Radiation makes a lot of sense, but would could completely overwhelm the effects of gravity or just reduce the lapse?
 
  • #62
kyle Bacon said:
Convection some posters have stated the whole reason that we have lapse rate in our atmosphere is due to adiabatic cooling and heating of convected parcels of air. Their logic is that no convection = no lapse. Are those people wrong?

No idea. My point was simply that trying to think of this in terms of the kinetic energy of a single gas particle moving against gravity isn't likely to get you anywhere because the situation is far more complicated than that.

kyle Bacon said:
Radiation makes a lot of sense, but would could completely overwhelm the effects of gravity or just reduce the lapse?

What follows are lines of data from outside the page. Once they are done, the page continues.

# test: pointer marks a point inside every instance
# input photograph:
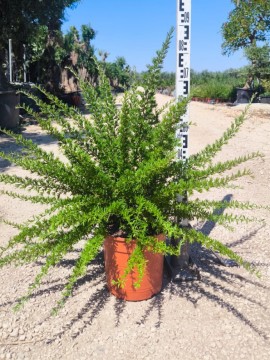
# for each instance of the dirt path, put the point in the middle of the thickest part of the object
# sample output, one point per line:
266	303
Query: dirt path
226	315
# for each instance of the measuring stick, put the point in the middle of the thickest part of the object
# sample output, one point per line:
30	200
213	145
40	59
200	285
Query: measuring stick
183	69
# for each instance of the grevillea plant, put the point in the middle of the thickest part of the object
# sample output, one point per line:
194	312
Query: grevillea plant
118	175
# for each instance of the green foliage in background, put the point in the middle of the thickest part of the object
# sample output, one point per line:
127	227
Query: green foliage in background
119	174
216	85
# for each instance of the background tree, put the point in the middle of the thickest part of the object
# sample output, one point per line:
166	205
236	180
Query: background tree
248	26
21	22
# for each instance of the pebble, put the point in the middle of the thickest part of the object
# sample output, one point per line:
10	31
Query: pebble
15	332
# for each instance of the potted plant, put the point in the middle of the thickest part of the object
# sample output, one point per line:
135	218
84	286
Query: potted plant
120	181
265	98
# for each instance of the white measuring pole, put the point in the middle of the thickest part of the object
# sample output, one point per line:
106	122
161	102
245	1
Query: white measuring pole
10	59
179	265
183	31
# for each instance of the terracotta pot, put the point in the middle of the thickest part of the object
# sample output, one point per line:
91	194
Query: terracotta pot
116	253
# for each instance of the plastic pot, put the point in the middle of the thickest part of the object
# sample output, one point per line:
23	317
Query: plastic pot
116	254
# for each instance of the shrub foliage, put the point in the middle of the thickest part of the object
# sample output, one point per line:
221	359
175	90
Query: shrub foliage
119	173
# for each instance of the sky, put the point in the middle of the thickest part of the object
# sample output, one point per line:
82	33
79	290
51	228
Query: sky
135	29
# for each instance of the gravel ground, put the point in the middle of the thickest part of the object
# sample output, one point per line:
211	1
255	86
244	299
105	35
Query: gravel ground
225	315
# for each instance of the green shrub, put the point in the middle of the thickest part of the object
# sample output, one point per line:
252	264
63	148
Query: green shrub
120	174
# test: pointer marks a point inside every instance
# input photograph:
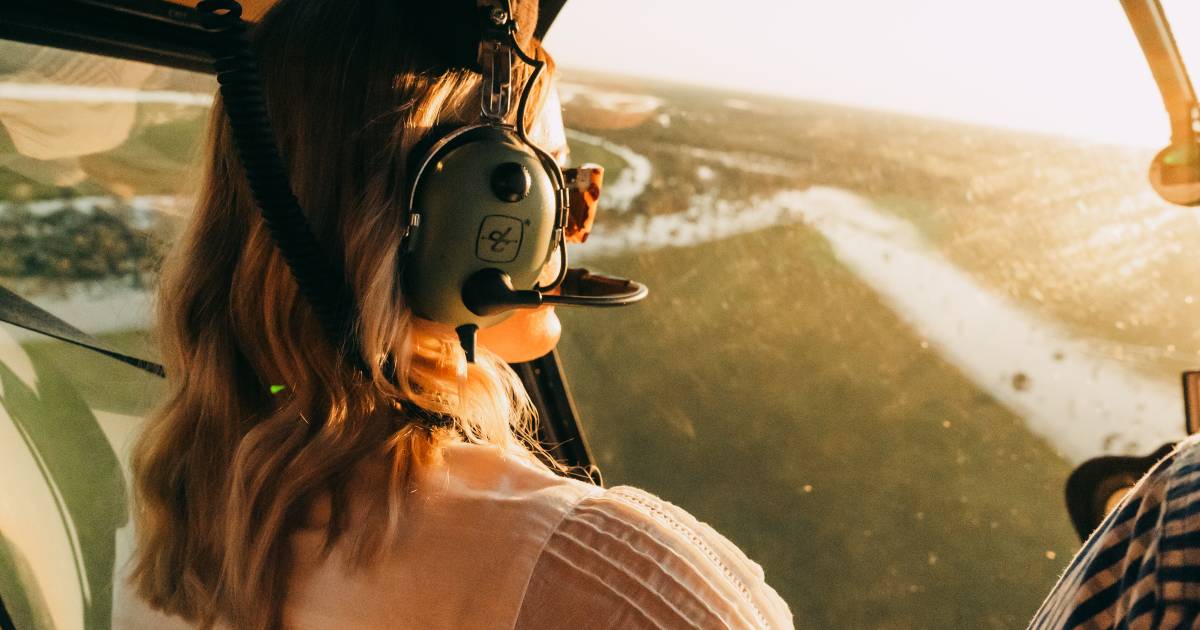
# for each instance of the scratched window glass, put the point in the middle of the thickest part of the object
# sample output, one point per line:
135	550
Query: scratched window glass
96	156
876	343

I would think that depends on the altitude, density of the gas, type and intensity of the incoming/outgoing radiation, etc. The thermosphere is a good example. It's warmer than the underlying air layer because it absorbs X-ray and UV radiation from the Sun.
 
  • #63
kyle Bacon said:
Convection some posters have stated the whole reason that we have lapse rate in our atmosphere is due to adiabatic cooling and heating of convected parcels of air.

That's the reason for the adiabatic lapse rate. There would also be a lapse without convection but it would be dominated by radiative heat transfer.
 
  • #64
kyle Bacon said:
some posters have stated the whole reason that we have lapse rate in our atmosphere is due to adiabatic cooling and heating of convected parcels of air. Their logic is that no convection = no lapse. Are those people wrong?

I'm pretty sure I said that :cool:

And I get where your coming from with the whole "one molecule in a box", but Drakkith is right. A gas isn't just one molecule, it's many and that makes it way more complicated.

Despite earlier successes, this VO is once again insisting that hydrostatic equilibrium must exist because his "Drop Down Cycle" would create energy. Last time a wrong formula was used, so what is it going to be this time?